Since Colorado has long been considered seismically uninteresting, Matthews said, no one has done much research here.

Serious earthquakes, however, have rocked Colorado, the largest one in 1882, possibly magnitude 6.6. It started from an unknown epicenter west of Fort Collins, according to the U.S. Geological Survey.

Damage to a power plant cut Denver’s electricity, buildings shook violently, and plaster and windows cracked as far away as Laramie.

“A modern recurrence of an earthquake like that of 1882 could cause significant damage,” the Geological Survey wrote.

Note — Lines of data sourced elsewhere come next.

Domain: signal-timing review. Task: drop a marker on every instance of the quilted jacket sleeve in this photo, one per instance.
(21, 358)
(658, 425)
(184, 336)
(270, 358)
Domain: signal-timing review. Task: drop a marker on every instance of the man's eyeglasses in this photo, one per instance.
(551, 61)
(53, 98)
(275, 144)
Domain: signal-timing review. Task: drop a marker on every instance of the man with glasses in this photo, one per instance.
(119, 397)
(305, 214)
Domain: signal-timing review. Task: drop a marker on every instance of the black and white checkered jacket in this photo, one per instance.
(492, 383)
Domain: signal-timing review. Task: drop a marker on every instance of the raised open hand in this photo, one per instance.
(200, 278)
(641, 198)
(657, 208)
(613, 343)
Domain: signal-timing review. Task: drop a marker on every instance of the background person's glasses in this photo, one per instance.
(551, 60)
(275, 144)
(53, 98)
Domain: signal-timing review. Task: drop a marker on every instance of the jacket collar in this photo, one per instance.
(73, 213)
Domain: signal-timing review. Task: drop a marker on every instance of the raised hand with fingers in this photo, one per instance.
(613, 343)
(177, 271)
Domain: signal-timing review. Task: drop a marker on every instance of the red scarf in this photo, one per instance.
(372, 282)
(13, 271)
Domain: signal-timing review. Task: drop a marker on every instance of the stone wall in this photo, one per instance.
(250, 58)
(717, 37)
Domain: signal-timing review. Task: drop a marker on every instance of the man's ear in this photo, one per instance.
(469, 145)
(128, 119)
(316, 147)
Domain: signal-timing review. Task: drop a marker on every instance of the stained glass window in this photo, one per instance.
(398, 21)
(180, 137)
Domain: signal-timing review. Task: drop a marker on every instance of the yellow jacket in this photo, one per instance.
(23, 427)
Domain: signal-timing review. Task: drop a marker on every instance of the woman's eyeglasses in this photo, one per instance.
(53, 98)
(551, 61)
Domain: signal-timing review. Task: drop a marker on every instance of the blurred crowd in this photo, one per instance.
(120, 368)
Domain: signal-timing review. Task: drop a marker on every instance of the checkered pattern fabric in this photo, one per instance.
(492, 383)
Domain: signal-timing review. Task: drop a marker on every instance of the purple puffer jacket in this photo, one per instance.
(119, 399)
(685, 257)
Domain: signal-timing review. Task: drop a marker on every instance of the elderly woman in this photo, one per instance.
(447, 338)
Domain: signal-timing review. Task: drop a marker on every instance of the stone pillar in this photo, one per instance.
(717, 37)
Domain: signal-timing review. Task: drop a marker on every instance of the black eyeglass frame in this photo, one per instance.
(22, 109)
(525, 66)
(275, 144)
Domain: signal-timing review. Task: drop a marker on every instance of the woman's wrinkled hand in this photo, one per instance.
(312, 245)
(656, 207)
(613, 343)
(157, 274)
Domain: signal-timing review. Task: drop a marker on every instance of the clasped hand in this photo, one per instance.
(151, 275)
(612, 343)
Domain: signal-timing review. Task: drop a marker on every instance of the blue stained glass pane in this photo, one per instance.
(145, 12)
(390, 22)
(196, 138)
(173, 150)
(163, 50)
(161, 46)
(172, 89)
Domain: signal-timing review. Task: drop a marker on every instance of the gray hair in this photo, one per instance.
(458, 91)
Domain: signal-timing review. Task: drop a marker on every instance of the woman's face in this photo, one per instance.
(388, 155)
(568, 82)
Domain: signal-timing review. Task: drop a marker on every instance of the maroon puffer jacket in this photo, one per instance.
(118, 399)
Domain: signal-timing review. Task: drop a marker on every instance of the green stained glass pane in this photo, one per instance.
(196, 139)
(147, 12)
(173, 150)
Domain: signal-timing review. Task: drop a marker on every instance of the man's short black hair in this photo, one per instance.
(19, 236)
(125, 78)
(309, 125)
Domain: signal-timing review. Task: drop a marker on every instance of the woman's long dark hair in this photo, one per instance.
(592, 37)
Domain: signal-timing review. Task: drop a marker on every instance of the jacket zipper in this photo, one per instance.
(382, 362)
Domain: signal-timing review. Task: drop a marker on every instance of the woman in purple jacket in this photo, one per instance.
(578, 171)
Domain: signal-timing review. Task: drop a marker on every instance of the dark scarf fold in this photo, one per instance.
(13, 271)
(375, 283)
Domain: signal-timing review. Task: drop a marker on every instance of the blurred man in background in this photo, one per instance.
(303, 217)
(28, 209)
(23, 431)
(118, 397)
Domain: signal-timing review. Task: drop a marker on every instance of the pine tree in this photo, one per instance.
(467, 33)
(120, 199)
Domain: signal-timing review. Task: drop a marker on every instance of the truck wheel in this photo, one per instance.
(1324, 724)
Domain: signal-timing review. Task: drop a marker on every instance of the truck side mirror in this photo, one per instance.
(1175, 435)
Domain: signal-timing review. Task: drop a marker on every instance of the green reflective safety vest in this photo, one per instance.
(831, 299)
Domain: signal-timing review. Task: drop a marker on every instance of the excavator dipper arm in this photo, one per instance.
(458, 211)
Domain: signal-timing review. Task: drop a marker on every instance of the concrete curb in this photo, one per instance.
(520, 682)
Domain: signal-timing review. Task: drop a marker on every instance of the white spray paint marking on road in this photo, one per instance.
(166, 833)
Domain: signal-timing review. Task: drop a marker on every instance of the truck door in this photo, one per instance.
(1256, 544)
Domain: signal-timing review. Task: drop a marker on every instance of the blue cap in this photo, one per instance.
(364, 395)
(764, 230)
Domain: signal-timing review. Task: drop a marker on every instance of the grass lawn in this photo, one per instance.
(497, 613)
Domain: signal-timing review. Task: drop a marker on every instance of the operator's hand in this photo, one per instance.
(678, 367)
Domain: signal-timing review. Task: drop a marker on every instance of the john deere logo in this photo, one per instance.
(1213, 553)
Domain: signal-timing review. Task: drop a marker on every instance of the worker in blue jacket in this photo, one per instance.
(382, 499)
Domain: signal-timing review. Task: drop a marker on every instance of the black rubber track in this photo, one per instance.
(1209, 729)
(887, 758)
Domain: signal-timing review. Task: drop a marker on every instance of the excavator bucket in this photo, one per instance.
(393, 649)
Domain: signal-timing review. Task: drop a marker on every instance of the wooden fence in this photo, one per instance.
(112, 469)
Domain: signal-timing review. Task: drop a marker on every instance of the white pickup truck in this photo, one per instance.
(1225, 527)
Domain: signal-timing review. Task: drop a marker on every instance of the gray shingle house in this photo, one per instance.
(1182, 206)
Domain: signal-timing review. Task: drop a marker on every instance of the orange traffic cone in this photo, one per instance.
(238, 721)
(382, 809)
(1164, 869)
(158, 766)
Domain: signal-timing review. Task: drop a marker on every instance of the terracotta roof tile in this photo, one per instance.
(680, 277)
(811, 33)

Matthews modeled a more moderate quake with the FEMA program – a magnitude-6.0 event centered 15 miles northeast of the state Capitol, at the Rocky Mountain Arsenal.

At the arsenal during the 1960s, the Army injected wastewater deep underground, triggering hundreds of small earthquakes and a few big ones, including a magnitude 5.5 on Aug. 9, 1967. That quake struck just before 7:30 a.m., tossing chairs around Denver kitchens and knocking Denver radio station KIMN off the air for several minutes. Windows rattled in Fort Collins.

The FEMA computer model of a present-day Denver earthquake predicted:

33,000 buildings with at least moderate damage; 1,332 destroyed.

Nine highway bridges with moderate damage.

Dozens of breaks in drinking-water pipelines.

While other geologists agree that the state’s quake geology needs to be better understood, some doubt there is a great risk.

University of Colorado geologist Anne Sheehan, who studies the state’s seismic structures, said federal maps might even overestimate the risk in the state.

“I know an earthquake in Colorado could be devastating,” said Marilyn Gally, state hazard-mitigation officer, who has worked closely with geologist Matthews analyzing earthquake risks in Colorado.

Still, floods, snowstorms, wildfires, landslides and tornadoes happen in the state every year, Gally said.

“Earthquakes are just one of the competing interests, which makes it tough,” she said.

Federal geologist Hough put it this way: “Outside of the known earthquake zones in the U.S., cities are kind of like targets on a dart board: The odds that a dart will hit any one area are low.

“But the odds that a dart will hit somewhere over the next 30, 50, 100 years are a lot less low.”